I Remember, I Remember Summary by Philip Larkin: 2022

I Remember, I Remember setting comprises the childhood of Thomas Hood. In this poem, Hood goes back down memory lane to bring back treasured memories from his childhood. Nature is a prominent setting in the childhood memories Hood unearths. He recollects a garden full of flowers and the fir trees that he was surrounded by. This setting of a happy childhood and beautiful nature has been used to accentuate the bleakness and drudgery of adult life by contrast.

I Remember, I Remember summary: Line by Line

This I Remember, I Remember summary offers a line-by-line explanation of the poem

I remember, I remember,
The house where I was born,
The little window where the sun
Came peeping in at morn;
He never came a wink too soon,
Nor brought too long a day,
But now, I often wish the night
Had borne my breath away!

The poet, while reminiscing the days of his childhood, recollects the house in which he grew up. His memories bring back images of a little window in his house through which sunlight used to filter in. He says how the sun would always rise and set at the same time every day, implying the stability and consistency which children have the luxury of taking for granted. The stanza ends on a wistful note, with Hood saying how he wishes life had ended when he was still a kid. This shows that Hood laments the loss of childhood happiness; and a stark contrast is drawn between the bliss of childhood and the hardships of adult life.

I remember, I remember,
The roses, red and white,
The vi’lets, and the lily-cups,
Those flowers made of light!
The lilacs where the robin built,
And where my brother set
The laburnum on his birthday,—
The tree is living yet!

In the second stanza, Hood is recollecting the beautiful flowers he enjoyed appreciating as a kid. He talks about the red and white roses, violets, lily cups, and lilacs that probably adorned the garden in his childhood home. It seemed to him then that the flowers were made of light – so beautiful they were. He then remembers the laburnum tree that his brother had planted on one of his birthdays. He adds that the tree survives still, although the beauty that abounded his childhood is gone. This stanza shows how children have the abandon and simplicity to enjoy the little joys of life like nature.

I remember, I remember,
Where I was used to swing,
And thought the air must rush as fresh
To swallows on the wing;
My spirit flew in feathers then,
That is so heavy now,
And summer pools could hardly cool
The fever on my brow!

In the third stanza, Hood talks about the carefree playfulness of childhood. He recollects the swing from his childhood, which would buoy both him and his spirits up. While enjoying the physical rush and breeziness that can be experienced when swinging, he wondered if the swallows felt the same rush of air while flying. Hood talks about the lightness of childhood, indicating freedom from the worries and cares of adulthood. His spirit that was a light as feathers as a kid has become heavy as an adult. The summer pools that soothed him as a kid can barely calm the heat he carries in his brows, which is a reference to the regrets and sorrows that mount as more life happens. Once again, a contrast is drawn in this paragraph between the innocent abandon of childhood and the worry-ridden life of an adult.

I remember, I remember,
The fir trees dark and high;
I used to think their slender tops
Were close against the sky:
It was a childish ignorance,
But now ’tis little joy
To know I’m farther off from heav’n
Than when I was a boy.

In the fourth stanza, Hood talks about childhood naiveté and says how as a kid, he used to think that the top of dark and high fir trees could almost touch the skies. Now he is an adult who knows better, but there is little joy in knowing that the heaven is further off than he imagined it to be as a kid. Ignorance is bliss, which is perhaps why kids are a blissful lot because they were ignorant of and protected from a lot of harsh realities of life.

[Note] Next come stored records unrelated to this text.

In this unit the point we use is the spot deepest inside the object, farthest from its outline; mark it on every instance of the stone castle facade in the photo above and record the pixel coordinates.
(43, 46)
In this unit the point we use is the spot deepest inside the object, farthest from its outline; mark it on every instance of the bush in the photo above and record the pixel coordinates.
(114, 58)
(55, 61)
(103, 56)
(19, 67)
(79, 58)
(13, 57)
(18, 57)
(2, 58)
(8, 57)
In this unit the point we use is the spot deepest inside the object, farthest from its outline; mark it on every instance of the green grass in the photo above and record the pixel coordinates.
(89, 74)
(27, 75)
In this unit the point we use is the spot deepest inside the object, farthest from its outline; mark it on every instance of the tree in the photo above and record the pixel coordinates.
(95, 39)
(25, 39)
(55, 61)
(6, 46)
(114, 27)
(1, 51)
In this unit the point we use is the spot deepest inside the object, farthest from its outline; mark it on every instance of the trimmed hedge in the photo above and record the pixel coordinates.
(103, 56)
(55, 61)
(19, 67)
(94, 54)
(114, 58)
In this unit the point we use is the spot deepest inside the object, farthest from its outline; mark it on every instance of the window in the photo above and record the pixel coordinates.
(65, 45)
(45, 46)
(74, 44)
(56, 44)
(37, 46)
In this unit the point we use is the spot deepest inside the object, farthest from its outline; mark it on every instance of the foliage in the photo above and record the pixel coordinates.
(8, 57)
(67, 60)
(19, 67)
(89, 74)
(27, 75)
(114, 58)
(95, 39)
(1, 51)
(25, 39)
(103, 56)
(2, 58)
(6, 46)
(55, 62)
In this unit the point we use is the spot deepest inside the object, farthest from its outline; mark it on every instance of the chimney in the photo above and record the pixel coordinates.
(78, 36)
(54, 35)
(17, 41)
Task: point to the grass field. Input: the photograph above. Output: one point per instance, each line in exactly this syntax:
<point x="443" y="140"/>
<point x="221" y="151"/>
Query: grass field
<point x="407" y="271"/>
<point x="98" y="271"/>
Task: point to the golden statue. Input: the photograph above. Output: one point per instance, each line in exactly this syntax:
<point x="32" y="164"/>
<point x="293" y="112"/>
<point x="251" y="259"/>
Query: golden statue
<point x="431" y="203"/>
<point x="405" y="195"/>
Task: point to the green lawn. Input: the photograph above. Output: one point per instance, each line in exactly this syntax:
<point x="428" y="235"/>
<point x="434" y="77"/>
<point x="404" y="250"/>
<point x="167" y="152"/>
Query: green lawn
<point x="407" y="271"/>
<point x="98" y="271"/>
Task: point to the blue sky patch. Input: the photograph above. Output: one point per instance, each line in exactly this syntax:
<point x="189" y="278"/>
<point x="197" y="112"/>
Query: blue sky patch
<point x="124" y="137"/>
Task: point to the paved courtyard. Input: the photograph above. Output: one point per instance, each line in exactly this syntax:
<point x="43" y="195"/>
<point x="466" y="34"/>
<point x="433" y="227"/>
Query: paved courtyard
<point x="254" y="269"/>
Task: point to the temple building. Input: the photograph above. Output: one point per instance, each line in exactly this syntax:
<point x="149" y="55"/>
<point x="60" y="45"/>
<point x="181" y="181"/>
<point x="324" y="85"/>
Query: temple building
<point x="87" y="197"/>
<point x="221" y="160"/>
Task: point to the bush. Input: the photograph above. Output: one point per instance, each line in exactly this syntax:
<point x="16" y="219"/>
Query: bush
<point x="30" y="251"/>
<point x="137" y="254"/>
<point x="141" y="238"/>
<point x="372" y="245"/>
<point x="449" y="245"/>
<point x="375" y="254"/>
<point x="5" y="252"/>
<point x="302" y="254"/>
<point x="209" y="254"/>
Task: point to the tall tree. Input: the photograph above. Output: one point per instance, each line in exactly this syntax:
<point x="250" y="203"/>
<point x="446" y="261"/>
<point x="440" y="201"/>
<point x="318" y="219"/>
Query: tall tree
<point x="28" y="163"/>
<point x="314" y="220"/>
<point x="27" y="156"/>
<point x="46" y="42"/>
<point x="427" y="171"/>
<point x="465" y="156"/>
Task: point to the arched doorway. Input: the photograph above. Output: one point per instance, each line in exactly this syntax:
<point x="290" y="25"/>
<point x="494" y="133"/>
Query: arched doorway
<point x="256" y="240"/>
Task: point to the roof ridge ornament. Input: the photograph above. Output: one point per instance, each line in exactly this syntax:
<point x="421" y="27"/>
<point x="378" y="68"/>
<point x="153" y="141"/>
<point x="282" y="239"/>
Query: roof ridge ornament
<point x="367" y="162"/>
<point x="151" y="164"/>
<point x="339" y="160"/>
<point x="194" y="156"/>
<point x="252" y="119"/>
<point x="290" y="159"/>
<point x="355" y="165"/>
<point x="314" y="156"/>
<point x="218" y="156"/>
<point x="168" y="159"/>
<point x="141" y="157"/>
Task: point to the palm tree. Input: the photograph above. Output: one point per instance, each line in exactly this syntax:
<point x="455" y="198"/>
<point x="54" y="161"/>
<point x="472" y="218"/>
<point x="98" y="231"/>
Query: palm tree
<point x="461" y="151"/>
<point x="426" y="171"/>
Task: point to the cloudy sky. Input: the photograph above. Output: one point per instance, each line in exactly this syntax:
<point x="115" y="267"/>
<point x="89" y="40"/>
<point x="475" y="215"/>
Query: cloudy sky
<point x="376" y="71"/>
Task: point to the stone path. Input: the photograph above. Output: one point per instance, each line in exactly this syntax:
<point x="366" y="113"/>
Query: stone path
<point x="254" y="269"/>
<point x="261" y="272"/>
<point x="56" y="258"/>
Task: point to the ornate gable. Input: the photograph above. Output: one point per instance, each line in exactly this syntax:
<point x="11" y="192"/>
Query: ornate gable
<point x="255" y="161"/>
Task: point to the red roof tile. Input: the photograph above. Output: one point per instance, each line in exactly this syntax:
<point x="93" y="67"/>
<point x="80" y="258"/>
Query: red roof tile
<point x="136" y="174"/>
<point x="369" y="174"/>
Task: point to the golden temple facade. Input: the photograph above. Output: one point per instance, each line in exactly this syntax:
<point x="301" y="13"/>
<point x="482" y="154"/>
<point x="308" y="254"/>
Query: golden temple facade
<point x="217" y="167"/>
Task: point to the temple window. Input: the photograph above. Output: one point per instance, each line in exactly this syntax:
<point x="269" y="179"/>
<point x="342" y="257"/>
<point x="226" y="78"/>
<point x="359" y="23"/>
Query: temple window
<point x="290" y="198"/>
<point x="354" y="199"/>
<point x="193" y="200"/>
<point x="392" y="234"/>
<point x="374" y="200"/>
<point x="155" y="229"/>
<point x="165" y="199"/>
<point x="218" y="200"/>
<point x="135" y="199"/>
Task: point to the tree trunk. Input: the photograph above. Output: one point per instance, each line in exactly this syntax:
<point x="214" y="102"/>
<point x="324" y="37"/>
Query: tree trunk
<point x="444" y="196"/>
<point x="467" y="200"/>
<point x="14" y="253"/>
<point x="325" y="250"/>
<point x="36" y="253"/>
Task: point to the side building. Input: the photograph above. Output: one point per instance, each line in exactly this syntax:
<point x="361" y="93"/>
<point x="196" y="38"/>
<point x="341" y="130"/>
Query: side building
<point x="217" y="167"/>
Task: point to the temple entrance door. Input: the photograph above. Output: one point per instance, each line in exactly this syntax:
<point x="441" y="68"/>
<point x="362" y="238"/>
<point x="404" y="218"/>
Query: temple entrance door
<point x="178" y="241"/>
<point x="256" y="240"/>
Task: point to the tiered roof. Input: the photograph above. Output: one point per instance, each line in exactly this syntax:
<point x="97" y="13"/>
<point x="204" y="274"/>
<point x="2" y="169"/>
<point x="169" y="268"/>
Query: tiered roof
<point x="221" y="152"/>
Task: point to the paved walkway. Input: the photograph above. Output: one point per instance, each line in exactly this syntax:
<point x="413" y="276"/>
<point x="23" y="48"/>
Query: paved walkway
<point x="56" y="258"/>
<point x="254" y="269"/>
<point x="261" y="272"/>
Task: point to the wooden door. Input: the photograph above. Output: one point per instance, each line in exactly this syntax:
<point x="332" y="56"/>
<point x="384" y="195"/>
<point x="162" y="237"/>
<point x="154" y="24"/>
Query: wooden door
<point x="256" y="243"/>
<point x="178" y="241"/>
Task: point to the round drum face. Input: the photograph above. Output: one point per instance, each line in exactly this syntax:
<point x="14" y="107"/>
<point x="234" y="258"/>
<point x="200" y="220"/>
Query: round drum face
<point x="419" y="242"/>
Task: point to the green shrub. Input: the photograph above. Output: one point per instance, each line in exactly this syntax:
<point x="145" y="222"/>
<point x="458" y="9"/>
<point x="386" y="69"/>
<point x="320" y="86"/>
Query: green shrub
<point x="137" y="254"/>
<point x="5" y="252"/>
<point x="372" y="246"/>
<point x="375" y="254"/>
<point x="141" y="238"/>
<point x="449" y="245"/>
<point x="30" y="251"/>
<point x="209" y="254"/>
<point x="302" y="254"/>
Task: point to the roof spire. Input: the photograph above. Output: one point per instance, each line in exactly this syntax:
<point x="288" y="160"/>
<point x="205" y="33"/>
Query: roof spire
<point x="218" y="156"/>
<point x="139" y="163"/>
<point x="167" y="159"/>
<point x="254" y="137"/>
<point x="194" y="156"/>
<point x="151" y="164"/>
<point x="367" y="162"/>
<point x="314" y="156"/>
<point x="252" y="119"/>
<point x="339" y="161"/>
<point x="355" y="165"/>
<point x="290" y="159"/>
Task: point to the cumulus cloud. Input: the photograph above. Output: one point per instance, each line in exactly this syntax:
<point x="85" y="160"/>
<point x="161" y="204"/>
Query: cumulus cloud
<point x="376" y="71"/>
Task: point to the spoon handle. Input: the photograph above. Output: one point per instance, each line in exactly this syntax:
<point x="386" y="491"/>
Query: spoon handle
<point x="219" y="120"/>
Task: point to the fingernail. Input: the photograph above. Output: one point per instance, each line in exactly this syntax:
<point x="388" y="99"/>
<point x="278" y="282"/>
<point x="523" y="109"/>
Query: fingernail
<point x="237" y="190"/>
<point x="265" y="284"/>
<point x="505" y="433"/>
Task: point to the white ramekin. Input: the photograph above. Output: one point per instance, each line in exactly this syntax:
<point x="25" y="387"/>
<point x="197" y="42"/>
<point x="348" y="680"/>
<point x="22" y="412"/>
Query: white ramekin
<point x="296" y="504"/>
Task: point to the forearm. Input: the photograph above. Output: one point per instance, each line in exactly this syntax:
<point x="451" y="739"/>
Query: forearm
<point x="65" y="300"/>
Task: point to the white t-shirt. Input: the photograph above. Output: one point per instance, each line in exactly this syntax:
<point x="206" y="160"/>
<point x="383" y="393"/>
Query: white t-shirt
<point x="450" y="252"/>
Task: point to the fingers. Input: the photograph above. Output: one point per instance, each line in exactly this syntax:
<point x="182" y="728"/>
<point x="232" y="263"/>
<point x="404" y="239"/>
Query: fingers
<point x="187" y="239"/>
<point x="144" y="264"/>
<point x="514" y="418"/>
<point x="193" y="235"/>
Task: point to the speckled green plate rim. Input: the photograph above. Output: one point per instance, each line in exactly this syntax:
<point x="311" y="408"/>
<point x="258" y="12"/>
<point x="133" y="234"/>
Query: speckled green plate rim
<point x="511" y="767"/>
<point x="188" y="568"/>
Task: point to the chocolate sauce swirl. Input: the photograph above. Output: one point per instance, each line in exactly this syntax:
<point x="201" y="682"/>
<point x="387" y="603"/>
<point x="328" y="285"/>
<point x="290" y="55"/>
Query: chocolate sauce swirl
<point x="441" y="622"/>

I Remember, I Remember Central Idea

I Remember, I Remember central idea focuses on the loss of childhood happiness and the contrast between the blissful life of childhood and the drudgery of adult life. Hood evokes wonderful memories of his childhood to tell his readers about the happiness he has once experienced. However, these happy memories are evoked not just to reminiscence but to contrast it with the darkness of the poet’s adult life to express to the readers better how miserable the poet feels.